Adapted from her memoirs of the same name, Testament of Youth chronicles the early life of English novelist and poet Vera Brittain, whose idyllic existence was torn apart by the coming of the first world war. Well intentioned and admirably well crafted, the film falls under the weight of its lofty goals and succumbs to little more then an unintentional melodrama by its conclusion.
In pre-WW1 we’re introduced to Vera Brittain (Alicia Vikander), a pre-feminist aspiring poet and writer who is shackled by the patriarchal world around her. Over a long romantic summer – the type that happens in movies – her brother Edward (Taron Egerton) returns from college with two friends, one of which is Roland (Kit Harrington) whom she immediately falls for (despite declaring less then ten minutes previously in the film that she didn’t think she would ever love a man). The two start a long distance relationship while they both go off to college and meet occasionally for scenes of clichéd awkwardness. Soon thereafter the war hits their lives as Edward and Roland both enlist. The film then goes from tragedy to tragedy, unfairly playing on audience sympathies, until there is only Vera left.
The film features a star making turn for Swedish actress Vikander as Brittain. She rises above the material given to her to craft a complex and powerful portrait of a woman whose life is shattered by the choices of the men around her. She is a natural talent; an equally interesting screen presence in smaller moments as she is in her token big dramatic scenes. Egerton is just as good and radiates charm and quiet intelligence, like Vikander, he is an actor to watch in the future. Less successful, as the sullen love interest, is Harington, who most people will be familiar with from his work on Game of Thrones. He seems to think moody posturing and a permanent scowl equates to depth in his performance, and as a result we’re never as affected by his character, or his relationship with Vera, as we should be.

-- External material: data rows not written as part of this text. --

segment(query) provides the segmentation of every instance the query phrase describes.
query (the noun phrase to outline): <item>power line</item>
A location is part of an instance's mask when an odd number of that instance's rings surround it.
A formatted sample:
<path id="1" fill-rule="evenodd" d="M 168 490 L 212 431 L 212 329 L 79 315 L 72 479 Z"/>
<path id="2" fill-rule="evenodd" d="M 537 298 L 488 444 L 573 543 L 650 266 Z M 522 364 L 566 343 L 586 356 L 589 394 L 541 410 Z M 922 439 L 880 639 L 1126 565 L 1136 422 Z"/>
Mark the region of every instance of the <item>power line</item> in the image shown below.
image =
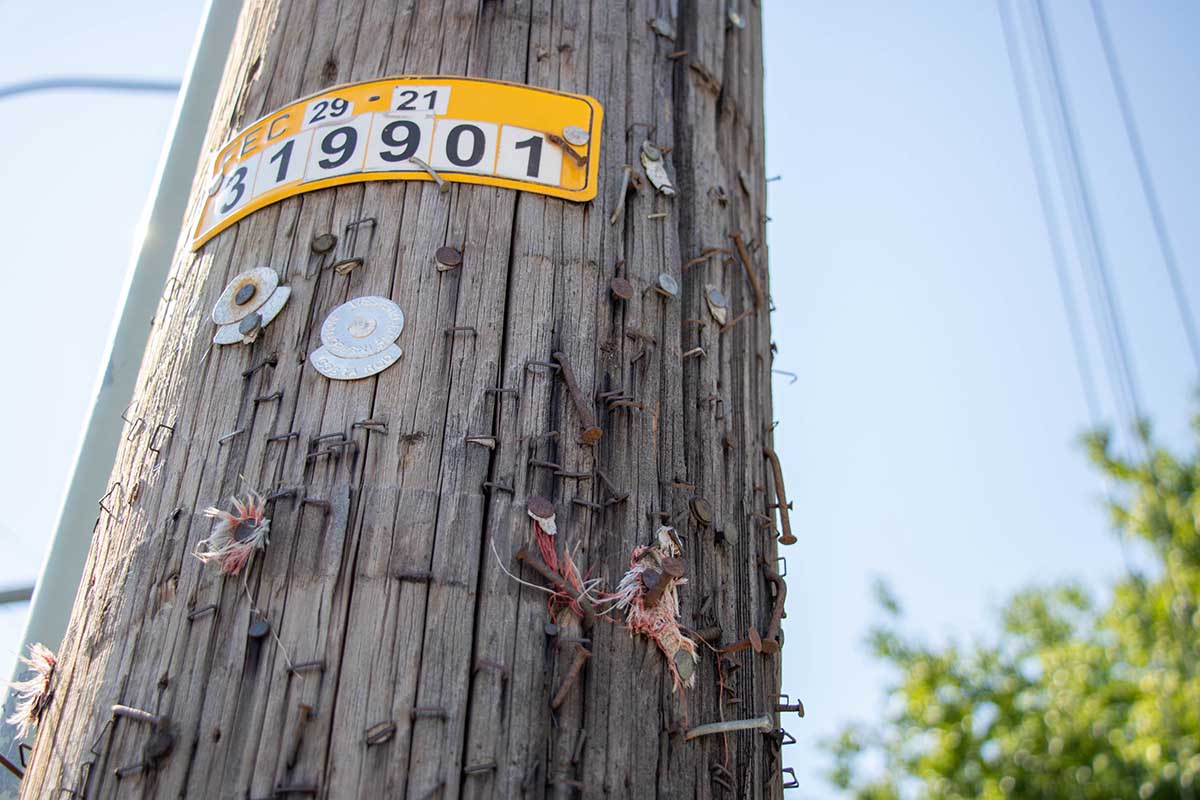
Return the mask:
<path id="1" fill-rule="evenodd" d="M 1039 54 L 1043 59 L 1045 80 L 1049 87 L 1048 95 L 1053 98 L 1051 117 L 1059 122 L 1054 126 L 1059 139 L 1059 149 L 1062 161 L 1068 168 L 1070 180 L 1066 184 L 1071 191 L 1068 197 L 1074 210 L 1076 239 L 1081 250 L 1081 263 L 1090 271 L 1093 281 L 1093 293 L 1096 296 L 1096 316 L 1101 322 L 1104 333 L 1107 334 L 1110 350 L 1107 353 L 1110 373 L 1116 384 L 1114 394 L 1119 401 L 1127 404 L 1127 416 L 1132 419 L 1127 422 L 1137 423 L 1144 419 L 1142 402 L 1137 385 L 1137 377 L 1133 370 L 1132 359 L 1126 344 L 1124 327 L 1121 323 L 1117 307 L 1116 293 L 1113 289 L 1109 274 L 1108 255 L 1100 234 L 1098 215 L 1092 199 L 1091 185 L 1087 171 L 1083 166 L 1081 156 L 1079 131 L 1071 112 L 1071 104 L 1067 98 L 1067 90 L 1062 79 L 1062 70 L 1055 50 L 1054 37 L 1050 31 L 1042 0 L 1032 3 L 1038 27 L 1037 39 L 1041 44 Z M 1124 397 L 1122 397 L 1124 395 Z"/>
<path id="2" fill-rule="evenodd" d="M 179 93 L 179 81 L 150 80 L 142 78 L 89 78 L 67 76 L 61 78 L 37 78 L 21 83 L 0 86 L 0 100 L 35 92 L 61 90 L 84 90 L 104 92 L 168 92 Z"/>
<path id="3" fill-rule="evenodd" d="M 1008 52 L 1008 62 L 1012 66 L 1013 84 L 1017 89 L 1017 103 L 1021 110 L 1021 126 L 1025 130 L 1025 140 L 1029 145 L 1029 159 L 1033 163 L 1033 175 L 1037 184 L 1038 200 L 1042 207 L 1042 217 L 1046 225 L 1046 236 L 1050 240 L 1050 252 L 1054 262 L 1054 272 L 1058 277 L 1059 295 L 1062 298 L 1063 312 L 1067 317 L 1067 327 L 1071 333 L 1071 347 L 1075 352 L 1075 366 L 1079 371 L 1079 381 L 1083 384 L 1083 394 L 1088 409 L 1088 423 L 1090 427 L 1095 428 L 1100 424 L 1101 420 L 1100 403 L 1096 394 L 1096 384 L 1092 376 L 1091 364 L 1088 361 L 1083 326 L 1079 321 L 1079 309 L 1075 306 L 1074 290 L 1067 271 L 1066 249 L 1063 246 L 1062 231 L 1054 215 L 1050 179 L 1046 169 L 1046 159 L 1038 142 L 1033 102 L 1029 96 L 1027 78 L 1021 66 L 1021 54 L 1017 45 L 1017 30 L 1008 7 L 1005 5 L 1005 0 L 996 0 L 996 8 L 1000 12 L 1000 25 L 1004 31 L 1004 44 Z"/>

Director James Kent, making his feature debut after a career in English television, is clearly a talented filmmaker. The movie is punctuated with incredible moments of great beauty and clarity of vision, but these moments don’t carry through to the narrative as a whole and he seems to have a by-the-numbers approach to the more conventional material. In the moments of great emotion however, his touch is deft and powerful, and offers the hope that if he can find truly personal material for his next film, then he just might craft something truly great.
Deeply flawed, but almost worthwhile for its moments of visual truth and beauty from Kent’s direction, Testament of Youth is a confused and pompous melodrama, but you could do a lot worse – particularly for a date movie.
Testament of Youth is in Australian cinemas from 23 April through Transmission Films.